The results of the fine-tuning experiment were as follows:

SFT Results

Fine-tuning the model on human annotations improved annotation scores across the board. The first four questions -- "weather," "lighting," "road_conditions," and "traffic_light" -- were easy. They show only modest improvement, because the baseline scores were already high.

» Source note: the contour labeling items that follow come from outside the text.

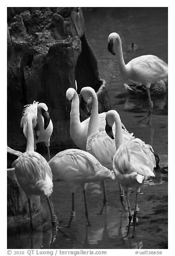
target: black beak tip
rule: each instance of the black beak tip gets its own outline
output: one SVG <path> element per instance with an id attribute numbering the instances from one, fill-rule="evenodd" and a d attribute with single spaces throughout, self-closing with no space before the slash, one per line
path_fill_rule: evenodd
<path id="1" fill-rule="evenodd" d="M 111 53 L 112 53 L 113 55 L 115 55 L 115 53 L 113 50 L 113 43 L 110 41 L 107 45 L 107 49 L 109 52 L 110 52 Z"/>

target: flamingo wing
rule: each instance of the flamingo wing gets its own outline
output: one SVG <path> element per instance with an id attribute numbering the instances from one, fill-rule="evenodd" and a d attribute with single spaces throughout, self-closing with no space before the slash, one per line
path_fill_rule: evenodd
<path id="1" fill-rule="evenodd" d="M 137 57 L 126 65 L 128 79 L 143 84 L 151 83 L 167 76 L 167 65 L 156 56 Z"/>
<path id="2" fill-rule="evenodd" d="M 101 179 L 112 179 L 113 174 L 103 166 L 91 154 L 77 149 L 65 150 L 57 153 L 49 162 L 53 174 L 68 182 L 86 183 Z"/>

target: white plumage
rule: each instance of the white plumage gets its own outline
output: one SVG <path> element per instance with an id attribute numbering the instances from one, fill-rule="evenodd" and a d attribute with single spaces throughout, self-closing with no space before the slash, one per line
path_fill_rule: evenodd
<path id="1" fill-rule="evenodd" d="M 53 178 L 67 181 L 72 193 L 72 212 L 69 223 L 70 226 L 75 216 L 74 193 L 78 185 L 83 190 L 85 215 L 88 225 L 88 208 L 85 196 L 87 183 L 102 181 L 107 179 L 115 179 L 113 171 L 103 166 L 91 154 L 78 149 L 69 149 L 58 153 L 49 162 Z"/>
<path id="2" fill-rule="evenodd" d="M 102 165 L 110 170 L 112 170 L 112 160 L 116 152 L 115 144 L 114 140 L 107 136 L 105 131 L 100 132 L 99 131 L 98 103 L 96 92 L 91 87 L 84 87 L 82 89 L 80 95 L 86 102 L 88 102 L 90 99 L 91 99 L 92 103 L 92 108 L 87 135 L 86 151 L 95 157 Z M 121 124 L 121 122 L 120 125 L 122 125 L 122 127 L 123 127 L 122 130 L 123 133 L 123 136 L 126 140 L 132 137 L 126 130 L 123 125 Z M 114 124 L 113 127 L 114 134 L 115 133 L 115 124 Z M 104 206 L 106 203 L 107 200 L 105 182 L 104 181 L 102 184 L 104 193 Z M 120 190 L 120 201 L 123 207 L 124 207 L 123 203 L 123 192 L 120 184 L 119 187 Z M 101 210 L 102 211 L 103 209 Z"/>
<path id="3" fill-rule="evenodd" d="M 33 224 L 30 198 L 32 195 L 43 195 L 47 197 L 52 224 L 55 224 L 55 218 L 52 214 L 48 198 L 53 187 L 51 169 L 46 160 L 34 151 L 33 131 L 37 125 L 37 108 L 38 103 L 34 102 L 33 104 L 25 106 L 24 109 L 21 124 L 27 138 L 26 152 L 21 154 L 12 165 L 19 184 L 28 198 L 31 227 Z M 53 222 L 53 218 L 54 218 Z"/>
<path id="4" fill-rule="evenodd" d="M 121 74 L 126 79 L 134 83 L 141 83 L 147 88 L 149 109 L 148 116 L 150 116 L 152 109 L 150 88 L 151 84 L 168 76 L 168 66 L 157 56 L 145 55 L 133 59 L 125 64 L 123 56 L 121 41 L 119 34 L 111 33 L 108 38 L 108 49 L 115 55 L 113 46 L 117 41 L 119 68 Z M 150 118 L 149 123 L 150 122 Z"/>
<path id="5" fill-rule="evenodd" d="M 25 113 L 25 110 L 27 108 L 27 112 L 34 111 L 34 115 L 37 116 L 37 124 L 34 127 L 34 150 L 37 149 L 36 144 L 39 142 L 43 141 L 47 148 L 49 160 L 50 160 L 50 138 L 53 130 L 53 126 L 52 120 L 50 118 L 48 112 L 48 107 L 45 103 L 33 102 L 33 104 L 30 104 L 25 106 L 23 116 L 21 120 L 21 126 L 23 127 L 23 132 L 26 138 L 26 116 L 27 113 Z"/>
<path id="6" fill-rule="evenodd" d="M 75 144 L 82 150 L 86 150 L 87 133 L 90 118 L 81 122 L 79 120 L 79 101 L 76 91 L 72 88 L 68 89 L 66 98 L 71 103 L 70 133 Z M 99 131 L 105 130 L 106 112 L 98 114 Z"/>
<path id="7" fill-rule="evenodd" d="M 127 235 L 132 217 L 130 212 L 128 190 L 129 188 L 135 188 L 136 198 L 133 217 L 134 229 L 133 236 L 135 229 L 136 217 L 138 214 L 137 209 L 137 200 L 140 188 L 144 181 L 150 177 L 154 177 L 154 168 L 156 166 L 156 160 L 153 154 L 153 149 L 149 145 L 138 138 L 131 138 L 128 141 L 125 141 L 121 129 L 119 125 L 120 118 L 115 110 L 110 110 L 106 114 L 107 125 L 111 127 L 115 122 L 118 129 L 115 132 L 115 145 L 116 152 L 113 160 L 113 170 L 116 179 L 122 184 L 126 195 L 129 210 L 129 225 Z M 107 131 L 111 136 L 108 128 Z"/>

The hardest question by far was "safety_analysis." It shows very little improvement, but that is at least partly due to the fact that it is very hard for the auto-judge to compare paragraph-level responses. Most answers, even if the answers are valid, will only be a partial match -- i.e. a score of 3.

The mid-difficulty questions are "additional_traffic_rules," "road_type," "junction_type," and "lane_type". Most of these show substantial improvement. These are questions that the baseline model did poorly on, but the auto-judge is able to score effectively.

The only case where the fine-tuned model does worse is "rule_violation". For this question, the baseline model gets a near-perfect score simply by answering "False" every time.

Conclusion

This recipe demonstrates that the Cosmos Reason model can be used out-of-the box for video captioning and VQA, and the baseline model is able to answer simple questions about weather and road conditions with high accuracy. However, for more complex domain-specific questions, performance of the model can be improved substantially by supervised fine-tuning on human annotations.